О голосе и значении. Аристотель. Гегель. Деррида
«Итак, то, что в звукосочетаниях, — это знаки представлений в душе, а письмена — знаки того, что в звукосочетаниях. Подобно тому как письмена не одни и те же у всех [людей], так и звукосочетания не одни и те же. Однако представления в душе, непосредственные знаки которых суть то, что в звукосочетаниях, у всех [людей] одни и те же, точно так же одни и те же и предметы, подобия которых суть представления» (Аристотель, «Об истолковании», 16а, 3 — 9)6.
Даже если не углубляться в то, что же именно вкладывал Аристотель в понятие «душа», его мысль достаточно прозрачна. Фактически он утверждает следующее: говорящий стремится выразить то, что он чувствует и знает. Но при произнесении слова происходит неизбежное искажение этого внутреннего смысла. Слово теряет свое значение, близкое тому представлению о предмете, которое человек сохраняет в душе и которое едино для всех людей как объективное знание.

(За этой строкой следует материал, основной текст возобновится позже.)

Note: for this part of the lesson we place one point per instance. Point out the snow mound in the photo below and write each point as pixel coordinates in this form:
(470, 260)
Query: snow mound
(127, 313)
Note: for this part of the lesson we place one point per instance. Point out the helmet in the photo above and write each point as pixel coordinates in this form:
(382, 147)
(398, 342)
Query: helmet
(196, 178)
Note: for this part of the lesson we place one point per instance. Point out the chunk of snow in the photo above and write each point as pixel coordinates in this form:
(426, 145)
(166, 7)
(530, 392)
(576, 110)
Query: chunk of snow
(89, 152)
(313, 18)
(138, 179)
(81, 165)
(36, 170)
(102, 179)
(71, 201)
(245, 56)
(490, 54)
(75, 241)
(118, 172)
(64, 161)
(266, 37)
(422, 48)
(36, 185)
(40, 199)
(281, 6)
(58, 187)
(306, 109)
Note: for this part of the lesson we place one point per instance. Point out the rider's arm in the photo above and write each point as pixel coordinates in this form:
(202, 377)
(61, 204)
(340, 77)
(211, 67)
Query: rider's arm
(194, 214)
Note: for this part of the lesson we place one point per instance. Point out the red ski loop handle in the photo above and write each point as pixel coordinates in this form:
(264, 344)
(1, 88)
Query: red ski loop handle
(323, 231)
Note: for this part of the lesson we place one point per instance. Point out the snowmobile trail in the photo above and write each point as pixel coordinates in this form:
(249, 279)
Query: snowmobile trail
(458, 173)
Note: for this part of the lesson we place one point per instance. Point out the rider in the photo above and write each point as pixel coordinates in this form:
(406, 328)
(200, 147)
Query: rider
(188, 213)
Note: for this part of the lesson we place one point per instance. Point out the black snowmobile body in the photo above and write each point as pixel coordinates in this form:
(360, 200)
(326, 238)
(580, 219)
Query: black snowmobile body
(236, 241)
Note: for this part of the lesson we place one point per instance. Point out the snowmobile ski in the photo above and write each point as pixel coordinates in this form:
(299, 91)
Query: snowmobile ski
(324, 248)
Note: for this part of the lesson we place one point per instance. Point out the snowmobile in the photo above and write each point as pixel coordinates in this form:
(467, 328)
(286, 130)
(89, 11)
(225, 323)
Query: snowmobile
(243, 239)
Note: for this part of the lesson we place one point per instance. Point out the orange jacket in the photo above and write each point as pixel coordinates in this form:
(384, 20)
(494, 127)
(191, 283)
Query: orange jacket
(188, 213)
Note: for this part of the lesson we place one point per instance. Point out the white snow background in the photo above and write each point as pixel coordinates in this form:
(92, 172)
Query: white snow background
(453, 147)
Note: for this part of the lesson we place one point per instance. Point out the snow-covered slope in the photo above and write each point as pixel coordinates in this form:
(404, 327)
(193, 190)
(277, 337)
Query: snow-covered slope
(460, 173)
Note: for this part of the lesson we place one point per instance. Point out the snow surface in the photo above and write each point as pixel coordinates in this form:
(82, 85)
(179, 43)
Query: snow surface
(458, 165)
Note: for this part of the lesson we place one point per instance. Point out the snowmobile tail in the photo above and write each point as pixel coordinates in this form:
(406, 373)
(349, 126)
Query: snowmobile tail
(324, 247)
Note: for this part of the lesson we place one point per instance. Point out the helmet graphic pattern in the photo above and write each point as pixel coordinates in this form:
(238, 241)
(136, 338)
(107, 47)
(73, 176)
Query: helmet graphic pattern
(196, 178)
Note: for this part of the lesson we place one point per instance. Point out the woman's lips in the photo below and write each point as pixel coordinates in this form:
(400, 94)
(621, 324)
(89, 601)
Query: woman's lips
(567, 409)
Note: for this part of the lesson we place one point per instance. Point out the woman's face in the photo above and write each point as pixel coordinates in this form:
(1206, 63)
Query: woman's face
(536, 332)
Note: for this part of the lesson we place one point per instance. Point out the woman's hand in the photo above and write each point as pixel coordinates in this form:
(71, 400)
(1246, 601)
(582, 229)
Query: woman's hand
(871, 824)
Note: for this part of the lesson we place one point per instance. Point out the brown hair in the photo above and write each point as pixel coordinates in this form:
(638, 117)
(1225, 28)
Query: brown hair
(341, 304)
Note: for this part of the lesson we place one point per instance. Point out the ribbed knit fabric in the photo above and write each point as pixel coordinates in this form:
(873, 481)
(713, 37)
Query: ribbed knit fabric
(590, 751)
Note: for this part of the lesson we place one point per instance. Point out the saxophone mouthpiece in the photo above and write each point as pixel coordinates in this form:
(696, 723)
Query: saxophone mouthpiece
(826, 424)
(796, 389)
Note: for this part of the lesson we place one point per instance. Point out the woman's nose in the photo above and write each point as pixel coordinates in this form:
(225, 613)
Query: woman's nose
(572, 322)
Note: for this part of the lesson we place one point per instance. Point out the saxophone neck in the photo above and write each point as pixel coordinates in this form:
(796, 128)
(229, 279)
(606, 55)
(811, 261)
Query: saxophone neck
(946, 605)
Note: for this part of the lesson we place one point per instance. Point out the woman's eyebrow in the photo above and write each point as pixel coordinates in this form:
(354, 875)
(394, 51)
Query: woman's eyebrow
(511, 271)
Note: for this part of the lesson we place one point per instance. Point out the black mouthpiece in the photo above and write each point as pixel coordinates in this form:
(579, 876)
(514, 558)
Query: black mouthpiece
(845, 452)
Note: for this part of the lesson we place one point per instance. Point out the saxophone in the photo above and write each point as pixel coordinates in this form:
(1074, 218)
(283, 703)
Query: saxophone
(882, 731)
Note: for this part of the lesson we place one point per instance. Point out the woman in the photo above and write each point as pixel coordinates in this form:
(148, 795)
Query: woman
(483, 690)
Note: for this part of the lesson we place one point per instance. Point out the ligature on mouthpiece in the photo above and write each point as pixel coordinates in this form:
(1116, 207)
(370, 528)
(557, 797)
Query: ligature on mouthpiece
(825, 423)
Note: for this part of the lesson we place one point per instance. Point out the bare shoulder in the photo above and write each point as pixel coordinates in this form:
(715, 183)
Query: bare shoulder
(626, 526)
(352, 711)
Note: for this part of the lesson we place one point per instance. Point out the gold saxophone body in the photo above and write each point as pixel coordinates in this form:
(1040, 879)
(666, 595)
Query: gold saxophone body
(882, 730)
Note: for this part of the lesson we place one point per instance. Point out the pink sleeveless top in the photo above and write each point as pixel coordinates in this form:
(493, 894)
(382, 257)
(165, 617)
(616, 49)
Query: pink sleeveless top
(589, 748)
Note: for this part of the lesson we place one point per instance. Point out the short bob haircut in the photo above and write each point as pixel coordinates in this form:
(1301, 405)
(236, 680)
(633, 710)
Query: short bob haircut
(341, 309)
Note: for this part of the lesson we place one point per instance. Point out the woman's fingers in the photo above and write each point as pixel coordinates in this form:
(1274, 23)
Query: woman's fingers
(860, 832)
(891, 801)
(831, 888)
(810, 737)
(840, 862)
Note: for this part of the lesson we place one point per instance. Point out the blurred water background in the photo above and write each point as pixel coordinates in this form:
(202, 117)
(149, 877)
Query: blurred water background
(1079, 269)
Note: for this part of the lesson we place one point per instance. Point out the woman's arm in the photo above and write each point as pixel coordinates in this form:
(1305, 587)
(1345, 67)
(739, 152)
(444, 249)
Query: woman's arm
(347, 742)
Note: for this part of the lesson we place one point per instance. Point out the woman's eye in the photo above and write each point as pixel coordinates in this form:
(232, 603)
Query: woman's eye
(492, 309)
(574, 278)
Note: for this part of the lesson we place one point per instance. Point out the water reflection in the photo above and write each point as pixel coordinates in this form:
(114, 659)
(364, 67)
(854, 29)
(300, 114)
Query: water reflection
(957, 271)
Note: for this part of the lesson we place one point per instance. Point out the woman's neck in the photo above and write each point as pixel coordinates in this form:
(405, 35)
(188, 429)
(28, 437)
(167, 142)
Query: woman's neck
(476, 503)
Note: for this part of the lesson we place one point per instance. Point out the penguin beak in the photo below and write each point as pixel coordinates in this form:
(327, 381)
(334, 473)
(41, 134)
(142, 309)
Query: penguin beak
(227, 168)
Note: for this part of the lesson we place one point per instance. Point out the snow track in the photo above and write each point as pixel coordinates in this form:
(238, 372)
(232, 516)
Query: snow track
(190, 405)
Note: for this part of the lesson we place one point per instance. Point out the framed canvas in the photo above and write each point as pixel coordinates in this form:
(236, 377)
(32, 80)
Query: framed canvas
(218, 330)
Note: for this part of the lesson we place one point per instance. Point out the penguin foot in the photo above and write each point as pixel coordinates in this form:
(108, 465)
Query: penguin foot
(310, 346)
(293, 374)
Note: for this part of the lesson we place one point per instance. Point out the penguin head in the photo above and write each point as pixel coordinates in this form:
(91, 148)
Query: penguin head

Когда речь записывается, то есть преобразуется в набор литер, она теряет еще и индивидуальность произносимого слова, то есть еще дальше уклоняется от единой истины. Записанное слово — это тень тени. Слушая говорящего, мы, несомненно, ближе к пониманию истины, которую он провозглашает, чем читая, может быть, те же самые слова, но написанные на бумаге. Можно ли эту потерю восполнить?